THE site may still look empty, save for half a dozen diggers, tractors and cranes, but progress on the £150m Milburngate, on the site of the city's former passport office is ticking along. Faced with an asbestos riddled office built on a former gas works, the remnants of which were still lurking under the building, it was a slow process to demolish the concrete block and get it ready for work.

Having crushed the concrete, piling is ongoing to support the existing structures like Milburngate Bridge and Framwellgate Peth before the steel structure is finally erected in the coming months.

When complete, it is hoped the development will pave the way for a newly styled business quarter, attracting high quality jobs to the city and becoming a rival destination to Newcastle.

A mix of residential flats, a hotel, cinema, bars, restaurants, at the heart of the scheme is a 53,000 sq ft office block. Dubbed "One Milburngate", the building will be home to some of the first occupiers of this central business district, with modern offices aimed at the enterprises of the millennial generation.

Who they will be, no one knows at this stage, but Allan Cook, managing director of Arlington Real Estate, which is developing the site in partnership with Richardsons, seems nonchalant at the prospect. Despite the size of the premises, he is in talks with a single occupier, though it has been designed to accommodate several businesses.

"I'm a big advocate for Durham," he says. "I think it can attract occupiers but to build 53,000 sq ft of space without having an occupier is quite an ask.

“Having done soft market testing and knowing what else is on offer in the North-East I think we can fill it."

He adds: "In my day we wanted our own office but now it’s a much more collaborative environment which is an interesting change. It's the millennial generation.

“What we’re trying to do is offer that kind of environment. There’s nowhere else like that in Durham.

“I don’t think we will have trouble filling them. I get the feeling there’s a pent up demand for that kind of space."

Despite being unbuilt and largely without occupiers lined up, Milburngate sparked a bidding war between five London-based investment companies when it was put on the market earlier this year.

Eventually securing £120m of forward funding from LaSalle Investment Management, Allan describes the interest as almost unheard of for the North-East.

But what exactly about Durham – in truth more of a town than a city – has sparked this interest?

"When we were speaking to investors we didn't speak to anyone who didn't know about Durham," says Allan. "That doesn't happen when we've got schemes in places like Darlington or Teesside.

"I think it speaks volumes about what the city has to offer. Durham has a bit of a premium brand of its own. We want to build on that brand value. I think the quality of the environment is something to do with that.

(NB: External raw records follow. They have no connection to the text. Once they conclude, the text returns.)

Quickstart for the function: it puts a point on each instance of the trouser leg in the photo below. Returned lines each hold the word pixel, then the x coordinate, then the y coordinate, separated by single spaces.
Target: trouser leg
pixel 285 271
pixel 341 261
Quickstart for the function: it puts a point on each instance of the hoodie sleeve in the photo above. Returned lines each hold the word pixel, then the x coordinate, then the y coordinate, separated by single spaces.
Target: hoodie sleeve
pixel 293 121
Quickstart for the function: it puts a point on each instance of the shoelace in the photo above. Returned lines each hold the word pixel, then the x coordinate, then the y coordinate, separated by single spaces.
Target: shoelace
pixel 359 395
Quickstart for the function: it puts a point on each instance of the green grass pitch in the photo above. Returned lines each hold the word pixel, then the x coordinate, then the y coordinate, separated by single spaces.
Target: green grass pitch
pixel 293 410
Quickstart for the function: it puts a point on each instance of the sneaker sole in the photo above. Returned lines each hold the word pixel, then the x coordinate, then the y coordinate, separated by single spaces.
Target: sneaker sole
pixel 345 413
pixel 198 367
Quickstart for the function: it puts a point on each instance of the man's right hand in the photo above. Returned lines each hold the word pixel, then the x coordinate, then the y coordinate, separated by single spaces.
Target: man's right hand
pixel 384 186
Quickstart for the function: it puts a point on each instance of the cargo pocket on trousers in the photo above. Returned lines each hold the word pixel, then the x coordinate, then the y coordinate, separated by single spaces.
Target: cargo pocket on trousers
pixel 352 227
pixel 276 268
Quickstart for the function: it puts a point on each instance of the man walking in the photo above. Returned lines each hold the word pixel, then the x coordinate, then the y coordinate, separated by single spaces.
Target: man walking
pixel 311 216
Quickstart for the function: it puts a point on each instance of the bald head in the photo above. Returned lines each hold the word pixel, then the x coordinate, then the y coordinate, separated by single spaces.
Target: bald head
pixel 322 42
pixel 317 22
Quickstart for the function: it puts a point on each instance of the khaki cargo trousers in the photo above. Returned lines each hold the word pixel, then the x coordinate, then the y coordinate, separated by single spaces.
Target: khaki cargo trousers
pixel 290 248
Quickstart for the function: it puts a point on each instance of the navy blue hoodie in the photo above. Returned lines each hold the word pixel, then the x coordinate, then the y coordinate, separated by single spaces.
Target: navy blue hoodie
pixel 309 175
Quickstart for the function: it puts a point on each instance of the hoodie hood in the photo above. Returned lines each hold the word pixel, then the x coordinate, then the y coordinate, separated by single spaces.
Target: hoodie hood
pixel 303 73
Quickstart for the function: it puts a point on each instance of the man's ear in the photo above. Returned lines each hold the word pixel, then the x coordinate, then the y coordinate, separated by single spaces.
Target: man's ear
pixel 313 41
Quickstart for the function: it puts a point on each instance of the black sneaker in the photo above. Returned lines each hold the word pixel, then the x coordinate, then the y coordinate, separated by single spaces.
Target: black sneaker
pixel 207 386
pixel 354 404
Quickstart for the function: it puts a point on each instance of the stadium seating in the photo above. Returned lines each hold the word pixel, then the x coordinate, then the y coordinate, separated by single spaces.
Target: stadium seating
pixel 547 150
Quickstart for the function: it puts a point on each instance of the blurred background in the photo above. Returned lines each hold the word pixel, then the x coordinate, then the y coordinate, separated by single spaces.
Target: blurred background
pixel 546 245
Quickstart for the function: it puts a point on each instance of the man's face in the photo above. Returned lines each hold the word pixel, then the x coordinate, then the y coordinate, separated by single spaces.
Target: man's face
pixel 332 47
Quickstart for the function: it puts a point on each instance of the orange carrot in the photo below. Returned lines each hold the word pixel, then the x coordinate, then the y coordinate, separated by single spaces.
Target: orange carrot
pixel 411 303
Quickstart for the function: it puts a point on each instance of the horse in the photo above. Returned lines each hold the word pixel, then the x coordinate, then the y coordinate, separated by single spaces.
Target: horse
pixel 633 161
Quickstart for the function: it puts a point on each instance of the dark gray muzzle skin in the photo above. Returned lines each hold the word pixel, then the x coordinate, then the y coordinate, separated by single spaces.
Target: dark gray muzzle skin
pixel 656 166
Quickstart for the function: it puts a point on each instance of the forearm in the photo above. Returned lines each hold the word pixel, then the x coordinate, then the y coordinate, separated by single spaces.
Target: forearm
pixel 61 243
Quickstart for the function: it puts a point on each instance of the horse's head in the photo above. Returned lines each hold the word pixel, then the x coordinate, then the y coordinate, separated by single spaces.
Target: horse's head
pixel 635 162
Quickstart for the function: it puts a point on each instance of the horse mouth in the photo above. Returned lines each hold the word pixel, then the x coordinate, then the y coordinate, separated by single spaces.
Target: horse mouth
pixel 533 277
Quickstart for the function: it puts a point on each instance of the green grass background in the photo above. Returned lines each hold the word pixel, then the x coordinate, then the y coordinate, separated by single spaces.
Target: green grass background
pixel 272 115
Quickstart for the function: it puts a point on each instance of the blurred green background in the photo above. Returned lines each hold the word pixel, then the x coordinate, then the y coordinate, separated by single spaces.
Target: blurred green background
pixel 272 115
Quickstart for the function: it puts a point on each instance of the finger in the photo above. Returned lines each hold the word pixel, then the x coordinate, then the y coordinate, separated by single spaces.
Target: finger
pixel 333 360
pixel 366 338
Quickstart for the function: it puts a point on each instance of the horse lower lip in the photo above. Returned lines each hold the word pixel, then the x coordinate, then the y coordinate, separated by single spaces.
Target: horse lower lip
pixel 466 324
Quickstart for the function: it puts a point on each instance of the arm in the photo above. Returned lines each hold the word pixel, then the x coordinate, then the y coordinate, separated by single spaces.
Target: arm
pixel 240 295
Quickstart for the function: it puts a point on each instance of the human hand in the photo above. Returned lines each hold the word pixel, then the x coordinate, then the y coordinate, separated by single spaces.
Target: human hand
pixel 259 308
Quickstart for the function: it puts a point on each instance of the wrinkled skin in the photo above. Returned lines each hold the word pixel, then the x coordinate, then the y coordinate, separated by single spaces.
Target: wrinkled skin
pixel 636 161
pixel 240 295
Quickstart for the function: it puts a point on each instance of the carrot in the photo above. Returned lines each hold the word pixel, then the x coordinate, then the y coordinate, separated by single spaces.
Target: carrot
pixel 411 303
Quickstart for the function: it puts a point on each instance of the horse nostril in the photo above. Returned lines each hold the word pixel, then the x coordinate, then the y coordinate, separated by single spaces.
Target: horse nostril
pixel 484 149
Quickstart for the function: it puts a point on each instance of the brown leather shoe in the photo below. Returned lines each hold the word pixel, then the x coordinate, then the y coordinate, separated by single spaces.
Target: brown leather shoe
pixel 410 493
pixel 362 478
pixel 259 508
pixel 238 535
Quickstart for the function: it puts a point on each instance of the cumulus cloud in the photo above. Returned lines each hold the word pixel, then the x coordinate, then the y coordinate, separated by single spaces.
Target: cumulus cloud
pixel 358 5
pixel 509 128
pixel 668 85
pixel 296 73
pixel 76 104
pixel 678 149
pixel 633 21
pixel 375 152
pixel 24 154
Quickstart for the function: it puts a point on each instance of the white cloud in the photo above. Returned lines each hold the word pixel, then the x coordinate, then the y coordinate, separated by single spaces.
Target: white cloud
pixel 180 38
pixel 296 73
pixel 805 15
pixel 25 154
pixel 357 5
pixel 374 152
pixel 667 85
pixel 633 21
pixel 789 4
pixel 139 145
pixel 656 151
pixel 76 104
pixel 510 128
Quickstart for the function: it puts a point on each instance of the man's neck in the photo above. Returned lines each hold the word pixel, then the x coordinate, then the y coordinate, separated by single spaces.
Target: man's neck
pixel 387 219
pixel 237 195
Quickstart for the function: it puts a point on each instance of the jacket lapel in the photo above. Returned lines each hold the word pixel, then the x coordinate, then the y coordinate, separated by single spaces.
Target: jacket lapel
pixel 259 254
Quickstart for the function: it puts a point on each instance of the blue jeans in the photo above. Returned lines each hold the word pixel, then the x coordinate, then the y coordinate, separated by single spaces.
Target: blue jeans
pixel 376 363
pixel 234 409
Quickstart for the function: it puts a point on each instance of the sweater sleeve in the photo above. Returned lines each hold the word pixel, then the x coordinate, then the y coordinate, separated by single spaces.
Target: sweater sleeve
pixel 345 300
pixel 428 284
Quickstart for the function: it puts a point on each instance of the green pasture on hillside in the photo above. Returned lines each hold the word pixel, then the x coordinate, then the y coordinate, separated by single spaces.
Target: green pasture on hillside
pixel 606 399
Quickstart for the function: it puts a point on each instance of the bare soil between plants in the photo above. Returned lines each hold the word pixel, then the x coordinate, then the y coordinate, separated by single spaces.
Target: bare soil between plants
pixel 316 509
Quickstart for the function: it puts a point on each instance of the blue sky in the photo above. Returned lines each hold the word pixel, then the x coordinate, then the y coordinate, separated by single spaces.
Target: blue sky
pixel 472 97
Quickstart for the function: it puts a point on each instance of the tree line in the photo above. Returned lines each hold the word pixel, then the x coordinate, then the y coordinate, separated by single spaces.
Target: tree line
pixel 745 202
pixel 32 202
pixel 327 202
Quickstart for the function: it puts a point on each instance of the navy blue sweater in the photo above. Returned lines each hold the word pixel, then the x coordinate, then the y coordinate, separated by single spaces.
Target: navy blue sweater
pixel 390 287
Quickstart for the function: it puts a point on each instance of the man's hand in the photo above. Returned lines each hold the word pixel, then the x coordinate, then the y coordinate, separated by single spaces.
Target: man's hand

"The university is another key thing. We’ve got a Russell Group university. We’ve had that in the past but nowadays business occupiers are looking for places with access to talent. People come out of Durham University and there’s a talent pool. If a business had a building in London or Manchester they’ve got a bit of competition."

In Allan's onsite portacabin office, there is a wooden model of Durham. With familiar details like Framwellgate Bridge, St Nicholas' Church in the Market Place and the viaduct, it contains a replica of how Milburngate will look in just over 18 months time when the first buildings in phase one are handed over.

But there are still some blank space, with just under a third of the six-acre site yet to secure detailed planning permission.

The success of the first phase will dictate the second.

Like phase one, it has outline permission for a mix of uses but the company will decide what gets built on the remaining 30 per cent when it knows more exactly what the demand is.

The key to its success is connectivity – both in terms of the city and wider region – says Allan, something that has not always come easily to those planning Durham.

"There are a lot of dead ends," he adds. "I see people arriving at the station all the time and they're looking around them because they don't know where to go. People get dropped off from coaches outside Walkergate and all they can see is a 40ft wall."

It means that vision through the development has been a priority since day one.

While the passport office was a block of concrete, when Milburngate is finished people will be able to walk through it, almost on a straight line from the railway station to Durham Cathedral. And if all goes to plan, there will be a new bridge crossing the Wear to avoid pedestrians having to use the often-congested Milburngate Bridge. It's why Freeman's Reach, opposite Milburngate, where the new passport office and National Savings and Investment building is, also developed by Arlington, already has infrastructure to enable the bridge to be constructed.

Should Durham County Council's plans to develop Aykley Heads as a business park, Allan hopes there will be scope for opening up more routes to make access between them as easy as possible.

"Connectivity is the key," he says. "At the minute there are people who work in Newcastle and commute from Durham. I can see people living in Newcastle and working in Durham and using the train to do it."